Ghani released a statement condemning the blast. "Peaceful demonstrations are the right of every citizen of Afghanistan and the government will do everything it can to provide them with security," Ghani said, blaming the blasts on what he called "terrorists."
The commander of U.S. and NATO forces in Afghanistan, U.S. Army Gen. John Nicholson condemned the attack. He said in a statement that "our condolences go out to those who are affected by today's attack. We strongly condemn the actions of Afghanistan's enemies of peace and remain firmly committed to supporting our Afghan partners and the National Unity Government." The U.S embassy in Kabul also issued a condemnation.

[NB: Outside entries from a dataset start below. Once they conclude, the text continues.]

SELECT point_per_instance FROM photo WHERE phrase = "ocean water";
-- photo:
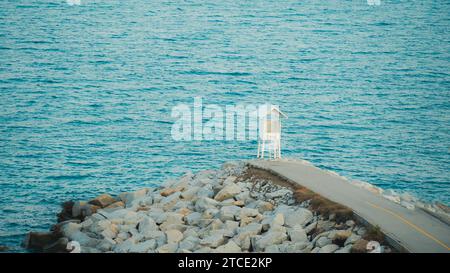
(86, 93)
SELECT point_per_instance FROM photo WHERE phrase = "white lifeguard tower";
(270, 133)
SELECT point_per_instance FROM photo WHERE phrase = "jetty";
(410, 230)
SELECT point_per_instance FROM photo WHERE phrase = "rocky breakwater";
(230, 210)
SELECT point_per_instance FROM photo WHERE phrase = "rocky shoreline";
(231, 210)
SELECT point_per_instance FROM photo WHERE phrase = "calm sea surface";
(86, 93)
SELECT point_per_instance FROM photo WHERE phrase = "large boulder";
(229, 213)
(103, 200)
(359, 246)
(228, 191)
(204, 203)
(147, 225)
(270, 238)
(39, 240)
(189, 243)
(143, 247)
(249, 230)
(230, 247)
(174, 236)
(213, 241)
(328, 248)
(295, 216)
(297, 234)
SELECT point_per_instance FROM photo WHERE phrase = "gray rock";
(323, 241)
(230, 247)
(143, 247)
(174, 236)
(214, 240)
(229, 213)
(228, 191)
(270, 238)
(328, 248)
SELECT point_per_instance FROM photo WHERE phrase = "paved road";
(415, 230)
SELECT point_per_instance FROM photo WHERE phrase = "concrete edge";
(395, 243)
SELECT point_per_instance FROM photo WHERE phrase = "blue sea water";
(86, 93)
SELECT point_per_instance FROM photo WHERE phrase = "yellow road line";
(412, 225)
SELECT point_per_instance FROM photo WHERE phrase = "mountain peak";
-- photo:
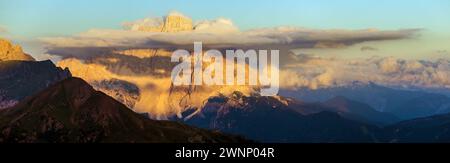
(9, 51)
(72, 111)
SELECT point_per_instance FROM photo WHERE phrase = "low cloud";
(222, 32)
(316, 72)
(368, 48)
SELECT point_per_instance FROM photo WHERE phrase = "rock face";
(270, 120)
(20, 79)
(122, 91)
(174, 22)
(71, 111)
(8, 51)
(177, 23)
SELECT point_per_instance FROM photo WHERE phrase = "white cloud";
(316, 72)
(220, 25)
(3, 29)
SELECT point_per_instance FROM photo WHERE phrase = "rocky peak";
(176, 22)
(9, 51)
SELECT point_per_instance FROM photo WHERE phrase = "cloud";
(98, 54)
(317, 72)
(222, 32)
(368, 48)
(3, 29)
(220, 25)
(143, 23)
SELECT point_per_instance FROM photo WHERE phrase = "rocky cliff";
(8, 51)
(173, 22)
(20, 79)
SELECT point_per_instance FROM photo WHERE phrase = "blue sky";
(30, 18)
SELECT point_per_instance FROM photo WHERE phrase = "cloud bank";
(142, 59)
(317, 72)
(3, 29)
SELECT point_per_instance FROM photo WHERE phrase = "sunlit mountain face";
(370, 73)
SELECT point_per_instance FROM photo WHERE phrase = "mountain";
(434, 129)
(8, 52)
(359, 111)
(270, 119)
(72, 111)
(404, 104)
(19, 79)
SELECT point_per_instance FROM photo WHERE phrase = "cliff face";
(20, 79)
(8, 51)
(71, 111)
(177, 23)
(173, 22)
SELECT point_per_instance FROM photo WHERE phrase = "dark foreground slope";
(72, 111)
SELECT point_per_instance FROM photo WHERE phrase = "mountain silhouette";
(72, 111)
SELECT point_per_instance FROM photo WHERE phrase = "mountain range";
(72, 111)
(404, 104)
(44, 103)
(269, 119)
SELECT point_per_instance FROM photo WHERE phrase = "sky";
(30, 19)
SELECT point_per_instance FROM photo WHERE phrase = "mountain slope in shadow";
(72, 111)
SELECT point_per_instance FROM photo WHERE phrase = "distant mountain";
(404, 104)
(270, 119)
(359, 111)
(72, 111)
(434, 129)
(8, 52)
(19, 79)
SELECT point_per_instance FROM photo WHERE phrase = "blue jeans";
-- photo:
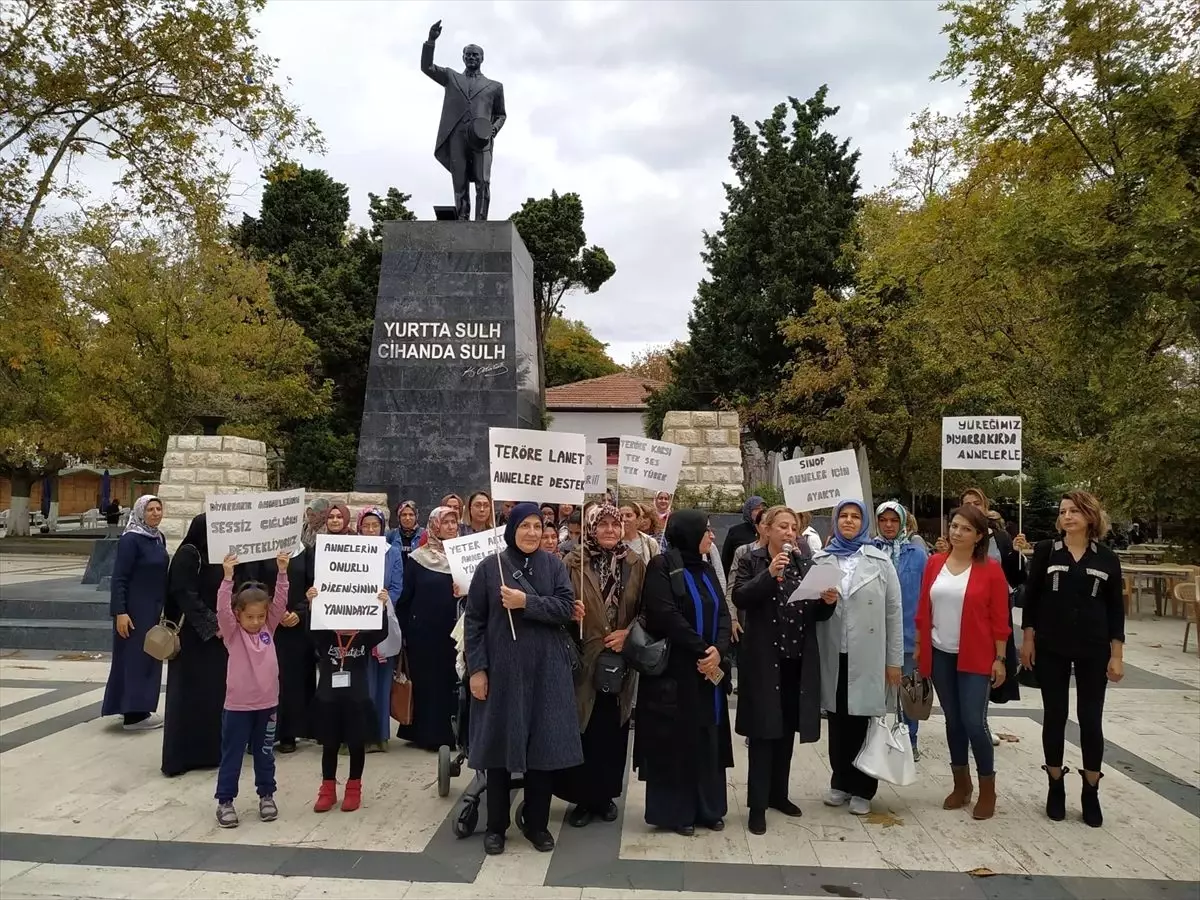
(255, 727)
(910, 666)
(964, 700)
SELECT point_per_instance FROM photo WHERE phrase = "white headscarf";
(137, 523)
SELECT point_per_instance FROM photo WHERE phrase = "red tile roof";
(616, 391)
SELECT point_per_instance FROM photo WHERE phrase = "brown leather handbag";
(402, 691)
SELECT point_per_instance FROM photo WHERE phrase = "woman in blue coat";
(138, 593)
(909, 558)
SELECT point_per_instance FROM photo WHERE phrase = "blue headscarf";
(847, 546)
(520, 514)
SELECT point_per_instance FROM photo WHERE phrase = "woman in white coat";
(862, 651)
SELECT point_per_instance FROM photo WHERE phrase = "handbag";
(645, 654)
(917, 696)
(162, 640)
(886, 754)
(401, 700)
(609, 676)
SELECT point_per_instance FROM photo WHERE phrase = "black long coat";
(672, 708)
(759, 694)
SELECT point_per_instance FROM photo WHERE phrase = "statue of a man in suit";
(472, 114)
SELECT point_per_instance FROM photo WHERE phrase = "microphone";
(790, 550)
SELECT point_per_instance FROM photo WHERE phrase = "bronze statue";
(472, 114)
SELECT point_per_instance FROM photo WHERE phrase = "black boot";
(1056, 795)
(1090, 798)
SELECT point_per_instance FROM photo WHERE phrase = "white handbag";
(887, 751)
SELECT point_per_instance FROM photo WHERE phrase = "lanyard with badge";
(341, 678)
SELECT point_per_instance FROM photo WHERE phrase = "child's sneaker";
(227, 816)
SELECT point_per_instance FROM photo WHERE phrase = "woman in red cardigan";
(961, 631)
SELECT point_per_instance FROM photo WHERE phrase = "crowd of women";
(552, 688)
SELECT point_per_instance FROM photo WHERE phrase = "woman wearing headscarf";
(779, 663)
(479, 514)
(522, 711)
(196, 678)
(909, 558)
(382, 667)
(136, 601)
(682, 744)
(407, 535)
(427, 610)
(744, 532)
(607, 580)
(862, 651)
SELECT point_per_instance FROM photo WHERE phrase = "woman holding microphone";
(779, 661)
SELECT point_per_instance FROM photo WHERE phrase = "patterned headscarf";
(319, 508)
(432, 556)
(378, 514)
(606, 563)
(137, 523)
(346, 517)
(847, 546)
(895, 545)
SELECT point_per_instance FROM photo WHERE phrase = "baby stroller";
(450, 762)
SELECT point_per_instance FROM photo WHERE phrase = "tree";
(573, 353)
(552, 231)
(162, 87)
(791, 209)
(654, 363)
(324, 275)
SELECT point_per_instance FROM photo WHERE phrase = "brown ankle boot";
(963, 787)
(985, 807)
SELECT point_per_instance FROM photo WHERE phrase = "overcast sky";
(627, 103)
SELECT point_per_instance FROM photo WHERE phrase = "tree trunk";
(18, 514)
(52, 520)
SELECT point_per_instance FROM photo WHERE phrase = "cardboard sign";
(348, 575)
(821, 481)
(538, 466)
(597, 469)
(253, 526)
(649, 465)
(982, 443)
(466, 555)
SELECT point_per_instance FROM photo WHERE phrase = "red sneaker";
(353, 797)
(327, 797)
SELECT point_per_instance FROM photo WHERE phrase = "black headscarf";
(520, 514)
(685, 531)
(198, 537)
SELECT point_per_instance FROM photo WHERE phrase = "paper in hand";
(815, 582)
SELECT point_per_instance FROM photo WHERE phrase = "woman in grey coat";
(862, 651)
(522, 711)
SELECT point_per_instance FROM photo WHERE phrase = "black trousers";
(1091, 682)
(846, 736)
(538, 786)
(771, 759)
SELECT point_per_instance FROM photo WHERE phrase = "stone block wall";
(714, 450)
(199, 465)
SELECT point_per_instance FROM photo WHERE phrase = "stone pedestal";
(714, 451)
(454, 353)
(196, 466)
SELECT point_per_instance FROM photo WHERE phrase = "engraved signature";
(492, 371)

The head of the United Nations assistance mission in Afghanistan, Tadamichi Yamamoto, called the attack a "war crime" as it had specifically targeted a large number of civilians.
Violence had been widely feared at what was the second demonstration by Hazaras over the power line issue. The last one in May attracted tens of thousands of people, also shutting down the central business district.
The May march was attended by Hazara political leaders, who were notable by their absence on Saturday.
At the height of the march, demonstrators chanted slogans against the president and Chief Executive Abdullah Abdullah, shouting "death to discrimination" and "all Afghans are equal."
The so-called TUTAP power line is backed by the Asian Development Bank with involvement of Turkmenistan, Uzbekistan, Tajikistan, Afghanistan and Pakistan. The original plan routed the line through Bamiyan province, in the central highlands, where most of the country's Hazaras live.
That route was changed in 2013 by the previous Afghan government. Leaders of the marches have said that the rerouting was evidence of bias against the Hazara community, which accounts for up to 15 percent of Afghanistan's estimated 30 million-strong population. They are considered the poorest of the country's ethnic groups, and often complain of discrimination. Bamiyan province, where most Hazara people live in the central highlands, is poverty stricken, though it is largely peaceful and has potential as a tourist destination.
Hazaras, most of whom are Shiite Muslims, were especially persecuted during the extremist Sunni Taliban 1996-2001 regime.
The Taliban's spokesman Zabihullah Mujahid said in an earlier email that his insurgent group was not responsible for the blast. The Taliban have been waging a vicious insurgency against the Kabul government for 15 years, since their regime was overthrown by the U.S. invasion in 2001. They rarely issue such statements denying involvement in suicide attacks.